Opera for Mac comes with no PDF plugin or viewing capabilities. Thanks to the tremendous tweak-ability of Opera, I have set it up with what I consider the best handling of PDFs linked to from webpages: click the link and the PDF opens in Preview. The full power of a dedicated application is available, and yet I only made a single click.
How do you set this up? If you have never downloaded a PDF in Opera before, I think you can just select ‘Open’ when asked what should be done after clicking the link. Otherwise, go to Opera > Preferences > Advanced > Downloads and find the application/pdf MIME type. You should see this window:
I have chosen ‘Open with default application’, which is Preview.

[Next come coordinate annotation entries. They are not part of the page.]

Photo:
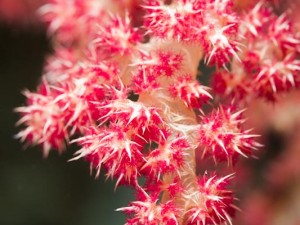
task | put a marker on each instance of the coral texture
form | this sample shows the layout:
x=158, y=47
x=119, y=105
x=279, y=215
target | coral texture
x=125, y=79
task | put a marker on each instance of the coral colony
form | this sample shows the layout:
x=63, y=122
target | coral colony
x=125, y=79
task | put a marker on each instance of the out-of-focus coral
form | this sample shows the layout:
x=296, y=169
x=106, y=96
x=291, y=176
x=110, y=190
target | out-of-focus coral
x=20, y=11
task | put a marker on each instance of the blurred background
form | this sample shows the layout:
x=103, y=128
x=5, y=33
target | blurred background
x=34, y=190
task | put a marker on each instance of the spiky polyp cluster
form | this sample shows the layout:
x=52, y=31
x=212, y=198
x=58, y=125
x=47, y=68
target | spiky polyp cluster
x=212, y=24
x=221, y=136
x=269, y=59
x=133, y=101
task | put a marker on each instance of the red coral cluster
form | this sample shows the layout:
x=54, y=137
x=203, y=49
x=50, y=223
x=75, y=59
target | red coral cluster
x=124, y=77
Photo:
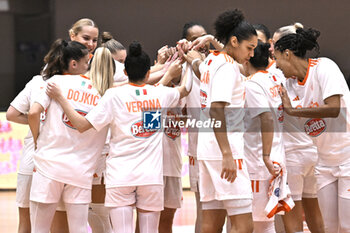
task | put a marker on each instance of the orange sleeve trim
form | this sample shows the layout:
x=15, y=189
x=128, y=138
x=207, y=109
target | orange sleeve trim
x=284, y=206
x=272, y=212
x=271, y=63
x=307, y=74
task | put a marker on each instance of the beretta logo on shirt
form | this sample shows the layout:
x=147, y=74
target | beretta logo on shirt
x=314, y=127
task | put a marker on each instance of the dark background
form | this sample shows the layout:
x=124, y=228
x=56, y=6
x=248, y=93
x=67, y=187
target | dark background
x=30, y=26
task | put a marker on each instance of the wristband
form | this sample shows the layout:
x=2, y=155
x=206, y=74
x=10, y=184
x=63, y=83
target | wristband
x=194, y=61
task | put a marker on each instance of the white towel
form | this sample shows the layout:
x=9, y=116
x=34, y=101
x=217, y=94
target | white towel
x=280, y=200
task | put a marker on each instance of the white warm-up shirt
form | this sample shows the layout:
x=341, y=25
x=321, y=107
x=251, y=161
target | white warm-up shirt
x=172, y=149
x=119, y=75
x=294, y=137
x=331, y=135
x=64, y=154
x=221, y=82
x=22, y=103
x=135, y=156
x=262, y=96
x=193, y=106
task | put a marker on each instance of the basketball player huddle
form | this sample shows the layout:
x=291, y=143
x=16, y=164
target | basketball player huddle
x=282, y=146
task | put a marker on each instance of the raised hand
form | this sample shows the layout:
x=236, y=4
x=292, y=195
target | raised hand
x=229, y=168
x=53, y=91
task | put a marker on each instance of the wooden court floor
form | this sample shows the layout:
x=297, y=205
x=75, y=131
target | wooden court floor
x=183, y=222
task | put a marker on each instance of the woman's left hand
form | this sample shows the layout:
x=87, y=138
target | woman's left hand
x=53, y=91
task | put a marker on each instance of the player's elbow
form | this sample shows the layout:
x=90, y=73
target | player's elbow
x=334, y=112
x=33, y=113
x=10, y=116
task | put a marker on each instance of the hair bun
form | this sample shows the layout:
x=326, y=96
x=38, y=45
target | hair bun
x=64, y=43
x=135, y=49
x=227, y=22
x=106, y=36
x=298, y=25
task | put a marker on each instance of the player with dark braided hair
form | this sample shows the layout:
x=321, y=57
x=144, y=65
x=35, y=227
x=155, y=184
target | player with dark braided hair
x=316, y=93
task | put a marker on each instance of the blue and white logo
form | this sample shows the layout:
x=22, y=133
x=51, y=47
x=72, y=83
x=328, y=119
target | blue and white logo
x=152, y=119
x=277, y=192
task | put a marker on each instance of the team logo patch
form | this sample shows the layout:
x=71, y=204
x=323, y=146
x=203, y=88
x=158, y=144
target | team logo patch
x=315, y=127
x=152, y=119
x=43, y=116
x=280, y=113
x=66, y=121
x=172, y=130
x=138, y=130
x=203, y=96
x=277, y=192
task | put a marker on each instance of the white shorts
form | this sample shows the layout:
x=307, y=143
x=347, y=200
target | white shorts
x=194, y=173
x=233, y=207
x=145, y=197
x=172, y=192
x=213, y=187
x=260, y=200
x=302, y=182
x=326, y=175
x=46, y=190
x=24, y=182
x=100, y=170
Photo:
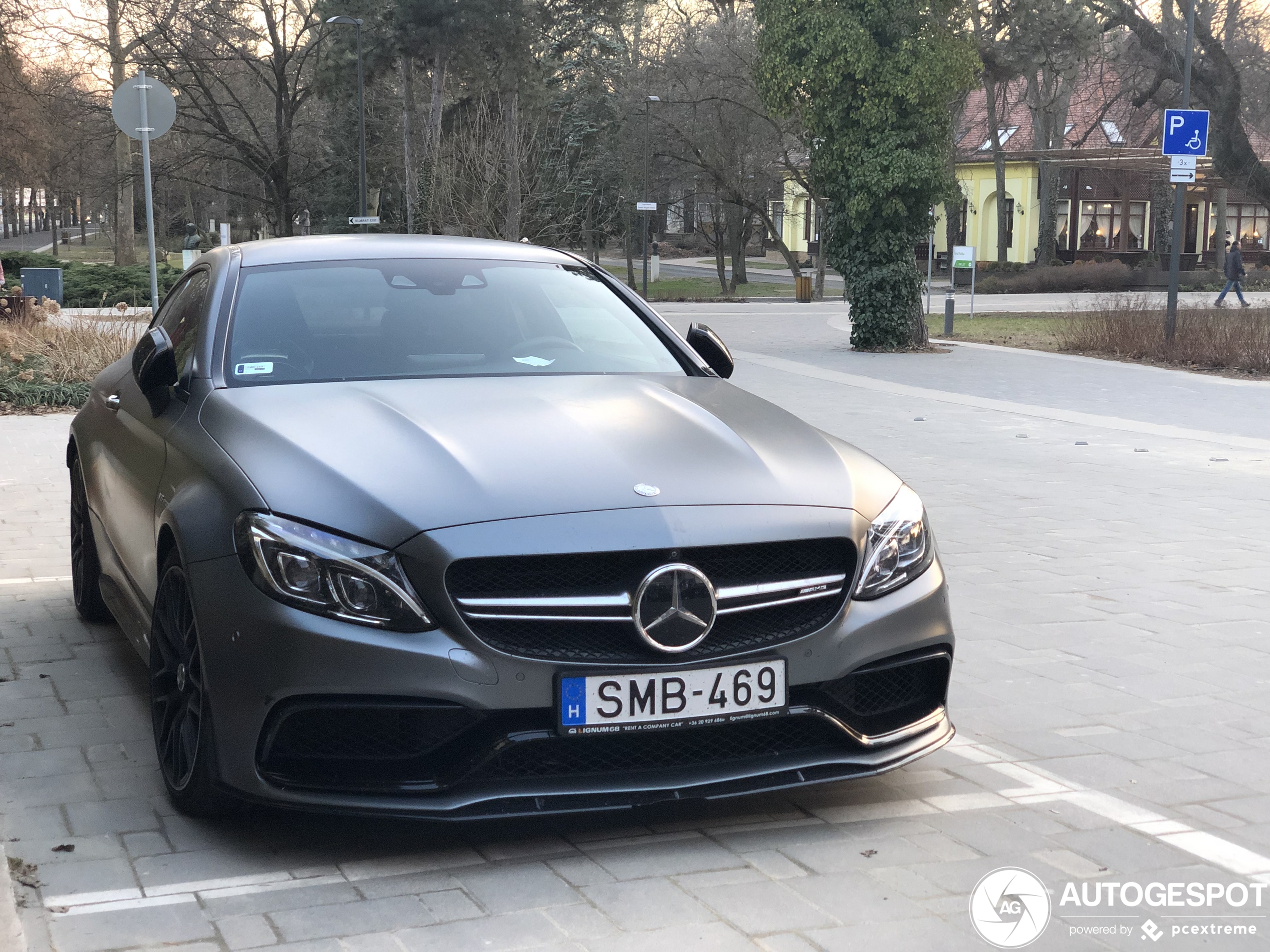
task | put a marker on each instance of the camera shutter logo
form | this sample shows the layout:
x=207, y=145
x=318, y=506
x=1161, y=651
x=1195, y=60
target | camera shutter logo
x=1010, y=908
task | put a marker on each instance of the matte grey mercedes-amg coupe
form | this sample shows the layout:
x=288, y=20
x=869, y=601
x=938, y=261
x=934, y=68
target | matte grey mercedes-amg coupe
x=460, y=528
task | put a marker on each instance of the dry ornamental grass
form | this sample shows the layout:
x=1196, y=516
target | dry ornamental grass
x=1230, y=338
x=51, y=360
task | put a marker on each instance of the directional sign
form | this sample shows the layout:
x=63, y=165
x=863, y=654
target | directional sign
x=1182, y=168
x=1186, y=132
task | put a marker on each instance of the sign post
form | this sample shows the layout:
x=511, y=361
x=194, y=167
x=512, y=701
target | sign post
x=1186, y=133
x=963, y=258
x=646, y=207
x=144, y=108
x=930, y=260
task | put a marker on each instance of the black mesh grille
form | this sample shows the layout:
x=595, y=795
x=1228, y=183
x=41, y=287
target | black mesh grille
x=634, y=753
x=884, y=699
x=612, y=573
x=365, y=733
x=416, y=748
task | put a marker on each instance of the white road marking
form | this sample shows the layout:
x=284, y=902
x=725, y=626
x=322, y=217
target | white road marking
x=125, y=904
x=1050, y=413
x=1034, y=786
x=1042, y=788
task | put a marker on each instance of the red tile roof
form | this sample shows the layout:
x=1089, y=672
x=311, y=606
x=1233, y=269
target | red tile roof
x=1100, y=112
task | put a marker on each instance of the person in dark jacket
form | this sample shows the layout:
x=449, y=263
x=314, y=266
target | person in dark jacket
x=1234, y=274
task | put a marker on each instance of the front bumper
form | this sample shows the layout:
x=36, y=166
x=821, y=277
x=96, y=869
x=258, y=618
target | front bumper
x=262, y=658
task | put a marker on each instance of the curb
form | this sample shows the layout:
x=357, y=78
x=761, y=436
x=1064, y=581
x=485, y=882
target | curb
x=12, y=936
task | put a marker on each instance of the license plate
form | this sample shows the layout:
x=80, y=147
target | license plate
x=642, y=701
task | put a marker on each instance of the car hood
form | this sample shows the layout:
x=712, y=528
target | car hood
x=385, y=460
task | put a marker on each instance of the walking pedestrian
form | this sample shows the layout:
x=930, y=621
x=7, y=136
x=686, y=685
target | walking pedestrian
x=1234, y=276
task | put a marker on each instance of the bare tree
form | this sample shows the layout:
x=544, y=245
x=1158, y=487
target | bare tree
x=247, y=74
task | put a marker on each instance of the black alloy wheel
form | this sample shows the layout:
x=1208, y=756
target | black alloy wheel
x=86, y=568
x=180, y=709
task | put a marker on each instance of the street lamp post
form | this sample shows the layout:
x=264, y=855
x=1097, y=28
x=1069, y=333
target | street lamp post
x=361, y=111
x=647, y=100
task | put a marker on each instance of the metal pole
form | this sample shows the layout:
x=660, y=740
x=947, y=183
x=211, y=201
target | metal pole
x=973, y=269
x=930, y=262
x=1175, y=258
x=646, y=198
x=145, y=130
x=361, y=122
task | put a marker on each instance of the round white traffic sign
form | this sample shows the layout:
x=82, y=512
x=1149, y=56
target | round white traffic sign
x=160, y=107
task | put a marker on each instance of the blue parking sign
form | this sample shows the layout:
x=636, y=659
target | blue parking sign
x=1186, y=132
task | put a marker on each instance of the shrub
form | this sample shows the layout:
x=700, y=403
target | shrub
x=94, y=285
x=1092, y=276
x=51, y=365
x=14, y=262
x=104, y=285
x=1207, y=337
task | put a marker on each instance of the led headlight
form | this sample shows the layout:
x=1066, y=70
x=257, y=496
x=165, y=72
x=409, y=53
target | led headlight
x=327, y=574
x=900, y=546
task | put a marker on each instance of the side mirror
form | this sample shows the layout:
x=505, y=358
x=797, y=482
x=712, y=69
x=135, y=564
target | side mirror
x=154, y=367
x=712, y=349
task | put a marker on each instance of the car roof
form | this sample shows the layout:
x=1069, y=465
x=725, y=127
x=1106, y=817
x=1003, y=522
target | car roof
x=351, y=248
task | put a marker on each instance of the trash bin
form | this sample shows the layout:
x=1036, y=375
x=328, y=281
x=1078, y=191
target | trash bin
x=42, y=282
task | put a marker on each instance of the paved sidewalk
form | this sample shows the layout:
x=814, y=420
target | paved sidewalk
x=1109, y=583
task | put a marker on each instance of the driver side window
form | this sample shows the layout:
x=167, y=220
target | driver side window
x=182, y=315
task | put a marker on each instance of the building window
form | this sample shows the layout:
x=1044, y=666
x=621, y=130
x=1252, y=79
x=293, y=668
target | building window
x=1100, y=225
x=1002, y=133
x=1252, y=229
x=675, y=217
x=778, y=212
x=1137, y=236
x=1113, y=132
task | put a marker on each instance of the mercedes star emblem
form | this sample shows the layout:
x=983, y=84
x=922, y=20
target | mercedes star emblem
x=675, y=608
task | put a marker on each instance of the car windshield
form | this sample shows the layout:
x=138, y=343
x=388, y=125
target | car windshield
x=434, y=318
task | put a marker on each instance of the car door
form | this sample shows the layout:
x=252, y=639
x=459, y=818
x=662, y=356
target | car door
x=134, y=446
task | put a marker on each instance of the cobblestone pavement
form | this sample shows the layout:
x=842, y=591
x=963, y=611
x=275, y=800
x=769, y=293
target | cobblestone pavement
x=1104, y=532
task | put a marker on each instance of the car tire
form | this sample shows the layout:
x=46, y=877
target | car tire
x=180, y=709
x=86, y=565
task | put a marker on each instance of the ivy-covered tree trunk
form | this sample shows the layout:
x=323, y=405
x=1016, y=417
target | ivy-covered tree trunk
x=872, y=81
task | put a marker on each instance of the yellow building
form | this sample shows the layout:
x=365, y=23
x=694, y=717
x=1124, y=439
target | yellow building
x=796, y=221
x=978, y=183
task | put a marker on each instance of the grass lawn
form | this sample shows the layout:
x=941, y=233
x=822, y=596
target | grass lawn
x=690, y=288
x=1036, y=332
x=98, y=250
x=772, y=266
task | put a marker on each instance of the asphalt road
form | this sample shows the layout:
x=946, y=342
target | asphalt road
x=1102, y=526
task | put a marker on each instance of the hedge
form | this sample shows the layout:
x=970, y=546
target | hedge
x=93, y=285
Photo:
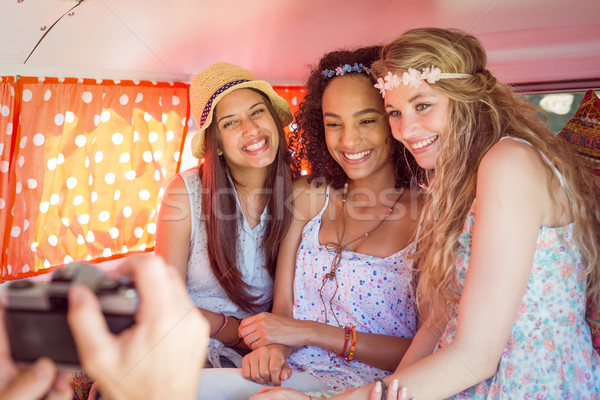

Technically what Opera does is download the file into its ‘temporary-downloads’ folder within your Cache folder and then open the file in Preview from there. The folder is cleared out whenever Opera is quit. The folder used can be changed and I am considering changing it to my regular Downloads folder.
Similar and also great: you can apply this to links to movies or audio and have these open in QuickTime Player. This gives access to flexible sizing options, including full screen. Ah ha, you are thinking it will not work well if you click the link, Opera downloads the file (could take a long time) and then opens the movie in QuickTime Player. This is not the case as Opera can pass the just URL to QuickTime Player. It is like QuickTime Player’s ‘Open URL…’ command, so lets you start watching and listening while the media is streaming. Unfortunately, you need to change the setting for every audio and video MIME type one by one (there are a lot) since otherwise the QuickTime plugin will grab the links. I have just changed a few of the most common types. I find this a great way to view video from the web. I wish YouTube links could be intercepted like on the iPhone and then be opened in QuickTime Player.
I recommend not changing the temporary downloads folder to your regular Downloads folder as Opera seems to clear the whole folder when launching. If you are looking for it, the option in in opera:config. Search for 'downloads'.